2014-03-03

752年から続く不退の行法『修二会(お水取り)』@東大寺二月堂

752年から続く不退の行法『修二会(お水取り)』@東大寺二月堂

奈良の大仏さまがおわす「東大寺」で、752年に始められて以来、一度も途切れず続けられている不退の行法『修二会(しゅにえ。お水取り)』(毎年3月1日~15日まで)。2014年は、1263回目になります。「奈良に春を呼ぶ」と言われるありがたい行事を、間近で拝見してきました。


実忠和尚の時代から途切れず続いています

奈良の大仏さまがおわす、世界遺産のお寺「東大寺」。その「二月堂(にがつどう)」では、毎年3月1日~15日まで、『修二会(しゅにえ)』という、一般的に「お水取り」として知られる法要が行われます。

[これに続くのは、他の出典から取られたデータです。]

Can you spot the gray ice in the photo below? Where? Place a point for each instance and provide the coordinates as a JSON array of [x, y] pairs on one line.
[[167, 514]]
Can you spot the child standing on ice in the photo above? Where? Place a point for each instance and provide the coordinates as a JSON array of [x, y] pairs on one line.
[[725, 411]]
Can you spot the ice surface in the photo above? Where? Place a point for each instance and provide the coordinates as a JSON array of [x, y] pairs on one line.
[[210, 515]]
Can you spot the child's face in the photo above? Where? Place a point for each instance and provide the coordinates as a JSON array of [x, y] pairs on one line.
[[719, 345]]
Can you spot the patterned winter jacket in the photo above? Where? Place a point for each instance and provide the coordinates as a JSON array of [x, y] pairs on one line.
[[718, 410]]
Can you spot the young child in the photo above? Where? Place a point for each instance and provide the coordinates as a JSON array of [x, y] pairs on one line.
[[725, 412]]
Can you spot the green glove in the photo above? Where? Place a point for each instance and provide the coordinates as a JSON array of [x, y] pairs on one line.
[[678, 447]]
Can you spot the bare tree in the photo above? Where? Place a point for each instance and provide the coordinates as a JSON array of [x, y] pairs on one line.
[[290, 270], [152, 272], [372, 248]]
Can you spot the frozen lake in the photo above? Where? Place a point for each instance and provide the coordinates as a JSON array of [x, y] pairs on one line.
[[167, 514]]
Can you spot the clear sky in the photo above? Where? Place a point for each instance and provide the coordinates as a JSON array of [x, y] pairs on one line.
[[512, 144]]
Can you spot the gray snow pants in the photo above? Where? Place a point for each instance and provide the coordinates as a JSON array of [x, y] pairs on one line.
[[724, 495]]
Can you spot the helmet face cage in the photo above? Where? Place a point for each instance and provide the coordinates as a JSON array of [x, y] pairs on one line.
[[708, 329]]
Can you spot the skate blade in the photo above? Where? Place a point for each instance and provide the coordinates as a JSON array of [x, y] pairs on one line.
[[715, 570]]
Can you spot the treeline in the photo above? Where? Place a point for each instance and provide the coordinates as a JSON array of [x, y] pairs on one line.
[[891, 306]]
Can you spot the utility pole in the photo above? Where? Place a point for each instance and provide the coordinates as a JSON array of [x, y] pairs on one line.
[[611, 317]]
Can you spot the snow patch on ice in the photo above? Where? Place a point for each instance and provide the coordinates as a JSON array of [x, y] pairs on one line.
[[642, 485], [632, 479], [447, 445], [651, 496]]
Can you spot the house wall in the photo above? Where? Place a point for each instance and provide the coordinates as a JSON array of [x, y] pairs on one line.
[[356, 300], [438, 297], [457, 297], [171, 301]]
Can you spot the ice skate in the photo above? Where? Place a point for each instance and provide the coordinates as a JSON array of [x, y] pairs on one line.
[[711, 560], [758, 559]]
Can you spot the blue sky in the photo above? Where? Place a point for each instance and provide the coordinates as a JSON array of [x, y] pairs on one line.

その歴史は古く、天平勝宝4年(752年)、東大寺を開山した「良弁僧正」(ろうべんそうじょう)の高弟である「実忠和尚」(じっちゅうかしょう)によって始められたと伝わっています。2014年は「1263回目」。その間に二月堂が火事に見舞われたり、太平洋戦争が勃発した戦時体制下であっても途切れること無く続けられてきました。

修二会は、正式には「十一面悔過(じゅういちめんけか)」といい、我々が日頃から犯している過ちを、二月堂のご本尊・十一面観世音菩薩(秘仏)へ懺悔し、ひいては国家安泰や五穀豊穣などを祈る行事となりました。

修二会の行を勤める11名の「練行衆(れんぎょうしゅう)」は、2月20日より本行に備えるための別火(べっか)と呼ばれる生活に入り、3月1日から14日まで、連日の激しい本行を勤めます。

お水取りの法要では、巨大な「お松明(おたいまつ)」が有名です。巨大なお松明は、二月堂に上堂する練行衆の足元を照らすために灯されるものであり、お水取りは単なる火祭ではありません。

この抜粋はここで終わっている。